From a futures point of view, a couple of things are striking.
The first is the speed of the growth of the Transition Initiative over just eighteen months – yet this has been almost invisible in terms of the political and media mainstream (probably just as well for the health of its development as a network).
The second is the emphasis on political change and fun – shades of DH Lawrence’s famous poem, A Sane Revolution – which for me links it to the more playful radical tradition which emerged in the mid-60s.
The third is the extent to which it has drawn on the use of futures techniques, especially visioning, to help the transition communities develop their desired future for their localities. It may be the largest visioning project in the UK right now. A whole section of the Handbook, “The Heart”, is about building visions, and the rationale for this is, “We’ve become so used to campaigning against things that we have lost sight of where we want to go”. Visioning, Hopkins notes, “has the added beneift of counteracting despondency”. There’s also an inspirational story about how a vision-based approach was used to prevent the development of an important local site in Lewes, one of the transition towns.

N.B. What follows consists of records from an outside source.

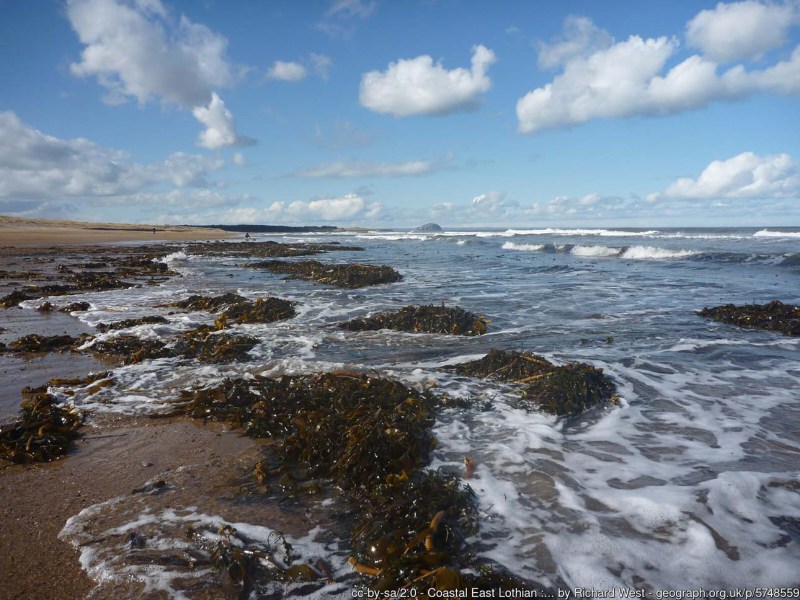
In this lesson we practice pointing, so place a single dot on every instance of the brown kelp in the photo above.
(42, 432)
(35, 343)
(125, 324)
(240, 310)
(423, 319)
(266, 249)
(130, 349)
(206, 344)
(369, 438)
(262, 310)
(775, 316)
(560, 390)
(209, 303)
(352, 275)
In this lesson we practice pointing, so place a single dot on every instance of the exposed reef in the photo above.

The book itself is broken into three sections, “The Head, “The Heart” and “The Hands”. The ‘Head’ section is about building the evidence for looming energy shortage, The Heart is about visions for alternatives, and The Hands is about the skills needed to bring those visions to life. As Hopkins observes, in terms of craft and physical skills, we may be the least competent generation in the history of the planet. The luxuries of cheap energy (and cheap technology) have deskilled us. The future will involve the recovery of some of these skills – a task that could easily take a generation. But this will also need better tools – by which I mean tools which are more accessible and more repairable; more ‘convivial’ in Ivan Illich’s exploration of the term. It’s worth exploring this a little further. In a well-known passage, Illich wrote:
I choose the term “conviviality” to designate the opposite of industrial productivity. I intend it to mean autonomous and creative intercourse among persons, and the intercourse of persons with their environment; and this in contrast with the conditioned response of persons to the demands made upon them by others, and by a man-made environment. I consider conviviality to be individual freedom realized in personal interdependence and, as such, an intrinsic ethical value. I believe that, in any society, as conviviality is reduced below a certain level, no amount of industrial productivity can effectively satisfy the needs it creates among society’s members.
Illich proposed the pursuit of ‘conviviality’ as a way of remedying some of the defects of industrial society. The Transition Initiative suggests that this will turn out the other way around. The combination of peak oil and climate change will expose the defects (energy dependency) of industrial society; we will need to recover his convivial tools to make good – or go under.